By uncovering this capability in dendrites, the investigators hope to relate this capacity to memory and learning, as well as cognitive dysfunction. Senior author James Eberwine, PhD, Professor of Pharmacology, and lead authors Kevin Miyashiro, and Jason Glanzer, PhD, both in Eberwine's lab, report their findings in this week's early online edition of the Proceedings of the National Academy of Sciences.
Dendrites, which branch from the cell body of the neuron, play a key role in the communication between cells of the nervous system, allowing for many neurons to connect with each other to form a network. Dendrites detect the electrical and chemical signals transmitted to the neuron by the axons of other neurons. The synapse is the neuronal structure where this chemical connection is formed, and investigators surmise that the synapse is where learning and memory occur.
Researchers have long agreed that mRNA splicing takes place within the cell nucleus. In the nucleus of a mammalian cell, a gene is copied into mRNA, which possesses both exons (mature mRNA regions destined to code for proteins) and introns (non-coding regions). mRNA splicing works by cutting out introns and merging together the remaining exon pieces, resulting in an mRNA capable of being translated into a specific protein.

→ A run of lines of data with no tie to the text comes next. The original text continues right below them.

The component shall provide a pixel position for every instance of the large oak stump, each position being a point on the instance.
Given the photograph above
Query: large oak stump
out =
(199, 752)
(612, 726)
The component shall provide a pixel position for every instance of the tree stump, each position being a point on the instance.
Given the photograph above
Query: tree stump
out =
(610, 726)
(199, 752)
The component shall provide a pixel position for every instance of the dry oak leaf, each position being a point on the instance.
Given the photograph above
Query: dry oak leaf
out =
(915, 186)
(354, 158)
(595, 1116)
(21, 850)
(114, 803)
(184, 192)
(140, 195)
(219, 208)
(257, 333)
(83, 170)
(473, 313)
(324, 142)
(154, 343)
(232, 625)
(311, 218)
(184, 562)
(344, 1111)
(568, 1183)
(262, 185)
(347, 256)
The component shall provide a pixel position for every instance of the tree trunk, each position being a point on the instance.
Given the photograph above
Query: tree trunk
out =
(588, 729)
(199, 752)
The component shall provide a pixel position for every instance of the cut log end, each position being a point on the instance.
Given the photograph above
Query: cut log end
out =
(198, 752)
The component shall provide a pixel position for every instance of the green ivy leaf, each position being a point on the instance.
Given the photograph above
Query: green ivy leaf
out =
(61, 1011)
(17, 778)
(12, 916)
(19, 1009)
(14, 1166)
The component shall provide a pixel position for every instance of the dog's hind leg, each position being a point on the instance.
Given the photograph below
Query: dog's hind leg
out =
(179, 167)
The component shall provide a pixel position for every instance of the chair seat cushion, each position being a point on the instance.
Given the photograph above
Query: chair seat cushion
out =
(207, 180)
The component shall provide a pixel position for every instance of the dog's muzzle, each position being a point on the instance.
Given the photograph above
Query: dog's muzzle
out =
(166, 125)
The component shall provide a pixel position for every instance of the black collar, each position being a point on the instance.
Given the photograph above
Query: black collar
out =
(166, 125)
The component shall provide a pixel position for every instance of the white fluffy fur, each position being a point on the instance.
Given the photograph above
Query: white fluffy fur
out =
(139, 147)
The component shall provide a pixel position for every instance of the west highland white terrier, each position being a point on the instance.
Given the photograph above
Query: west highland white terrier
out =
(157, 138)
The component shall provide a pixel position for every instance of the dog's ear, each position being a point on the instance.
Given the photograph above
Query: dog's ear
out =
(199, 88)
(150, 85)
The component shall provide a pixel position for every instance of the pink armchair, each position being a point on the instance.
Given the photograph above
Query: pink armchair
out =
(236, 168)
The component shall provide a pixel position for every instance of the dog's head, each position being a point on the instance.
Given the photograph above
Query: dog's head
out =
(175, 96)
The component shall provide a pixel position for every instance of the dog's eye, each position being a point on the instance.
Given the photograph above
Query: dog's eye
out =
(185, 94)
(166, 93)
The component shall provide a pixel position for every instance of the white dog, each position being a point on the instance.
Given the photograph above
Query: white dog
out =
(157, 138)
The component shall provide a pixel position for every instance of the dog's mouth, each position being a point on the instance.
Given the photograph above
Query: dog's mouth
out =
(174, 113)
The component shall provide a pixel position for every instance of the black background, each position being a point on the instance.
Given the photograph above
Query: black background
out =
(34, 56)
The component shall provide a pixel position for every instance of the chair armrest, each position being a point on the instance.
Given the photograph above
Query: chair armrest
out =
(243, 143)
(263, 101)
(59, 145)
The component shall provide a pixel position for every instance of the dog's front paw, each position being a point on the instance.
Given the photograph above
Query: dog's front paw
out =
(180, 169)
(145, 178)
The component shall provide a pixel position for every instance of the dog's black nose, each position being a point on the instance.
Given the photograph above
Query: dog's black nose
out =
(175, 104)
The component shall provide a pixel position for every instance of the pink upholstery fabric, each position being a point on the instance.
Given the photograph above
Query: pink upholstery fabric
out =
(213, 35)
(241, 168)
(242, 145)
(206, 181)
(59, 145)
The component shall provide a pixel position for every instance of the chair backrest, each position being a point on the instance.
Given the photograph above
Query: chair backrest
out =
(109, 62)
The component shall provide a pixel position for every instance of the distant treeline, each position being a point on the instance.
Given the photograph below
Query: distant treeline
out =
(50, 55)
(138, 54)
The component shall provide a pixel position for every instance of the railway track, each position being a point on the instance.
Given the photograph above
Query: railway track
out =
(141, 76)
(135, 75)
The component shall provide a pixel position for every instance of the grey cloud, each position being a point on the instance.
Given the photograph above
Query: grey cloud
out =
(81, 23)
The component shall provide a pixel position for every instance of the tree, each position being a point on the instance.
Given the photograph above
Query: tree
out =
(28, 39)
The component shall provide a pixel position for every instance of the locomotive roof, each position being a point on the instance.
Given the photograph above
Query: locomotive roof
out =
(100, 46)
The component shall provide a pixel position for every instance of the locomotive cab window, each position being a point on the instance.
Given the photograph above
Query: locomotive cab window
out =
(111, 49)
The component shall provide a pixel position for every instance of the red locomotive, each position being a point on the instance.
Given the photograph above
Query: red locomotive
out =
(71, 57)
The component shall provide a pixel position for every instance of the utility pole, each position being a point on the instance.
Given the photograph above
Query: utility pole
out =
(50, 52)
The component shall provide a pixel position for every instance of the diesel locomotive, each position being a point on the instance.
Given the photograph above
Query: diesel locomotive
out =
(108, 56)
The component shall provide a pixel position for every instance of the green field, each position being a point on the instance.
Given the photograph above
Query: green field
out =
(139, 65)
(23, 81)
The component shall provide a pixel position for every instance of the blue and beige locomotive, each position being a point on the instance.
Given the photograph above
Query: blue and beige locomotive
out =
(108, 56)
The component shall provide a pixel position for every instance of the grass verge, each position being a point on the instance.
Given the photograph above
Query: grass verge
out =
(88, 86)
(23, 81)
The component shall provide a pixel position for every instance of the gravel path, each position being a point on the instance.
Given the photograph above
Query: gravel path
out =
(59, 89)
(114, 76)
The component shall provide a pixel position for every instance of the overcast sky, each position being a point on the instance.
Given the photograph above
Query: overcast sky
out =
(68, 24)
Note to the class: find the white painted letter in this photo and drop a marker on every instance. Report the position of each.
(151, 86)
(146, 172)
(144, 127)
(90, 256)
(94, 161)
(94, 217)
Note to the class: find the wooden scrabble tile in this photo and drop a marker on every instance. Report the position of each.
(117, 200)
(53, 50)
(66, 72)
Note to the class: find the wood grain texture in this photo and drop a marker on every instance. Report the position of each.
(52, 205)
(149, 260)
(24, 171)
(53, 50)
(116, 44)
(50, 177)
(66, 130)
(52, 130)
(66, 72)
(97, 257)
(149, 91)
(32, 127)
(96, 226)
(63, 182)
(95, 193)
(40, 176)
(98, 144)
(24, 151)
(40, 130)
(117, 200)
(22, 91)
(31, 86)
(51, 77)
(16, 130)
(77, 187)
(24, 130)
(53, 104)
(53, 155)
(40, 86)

The vast array of proteins within the human body arises in part from the many ways that mRNAs can be spliced and reconnected. Specifically, splicing removes pieces of intron and exon regions from the RNA, with the resulting spliced RNA often being made into protein. Should the RNA have different exons spliced in and out of it, then different proteins can be made from this RNA. The Eberwine lab was successful in showing that s plicing can occur in dendrites because they have employed very sensitive technologies developed in their lab, which permits the detection and quantification of RNA splicing as well as the translated protein in single isolated dendrites.
"In addition to showing that mRNA splicing occurs in dendrites in which we added mRNA, we also detected the resulting protein," notes Eberwine. "Since the splicing machinery is present in dendrites, one could speculate that if pre-mRNA is present naturally in the dendrite, when activated, it may be spliced and translated, giving rise to many different proteins."
Protein diversity is a key aspect to the complexity of the central nervous system. Proteins are the workhorses of the cell and are generally responsible for insuring that cells function properly. When proteins interact with one another they can elicit specific physiological responses, including the generation and maintenance of memories. Changing protein identity, as can occur with splicing, can change the ability of the protein to interact with other proteins and therefore potentially change such physiological processes. With the dendrite being the initial site in the neuron where learning is thought to occur, the ability to create a diversity of mRNAs, through local splicing, and subsequent protein translation may permit exquisitely sensitive control of these cellular functions.
"The regulation and timing of the expression of proteins is what makes the central nervous system function," says Eberwine. The diversity and redundancy of the nervous-system proteins may serve to help maintain the system over a lifetime. However, failure in protein regulation or proper expression in neurons may give rise to cognitive dysfunction. "Most neurodegenerative and psychiatric illnesses exhibit dendrite dysfunction, therefore, the inability to properly generate spliced RNAs in dendrites or proteins may underlie aspects of these disease processes."
By revealing the capacity of mRNA splicing in dendrites, the investigators hope to develop an understanding of its role in cognition and dysfunction. Eberwine and colleagues are now working to find an endogenous mRNA that will undergo splicing within dendrites.
Co-authors in addition to Eberwine, Glanzer, and Miyashiro are Jai-Yoon Sul, Lindy Barrett, Brian Belt, and Phillip Haydon, all from Penn. This worked was funded by the National Institute on Aging and the National Institute on Mental Health.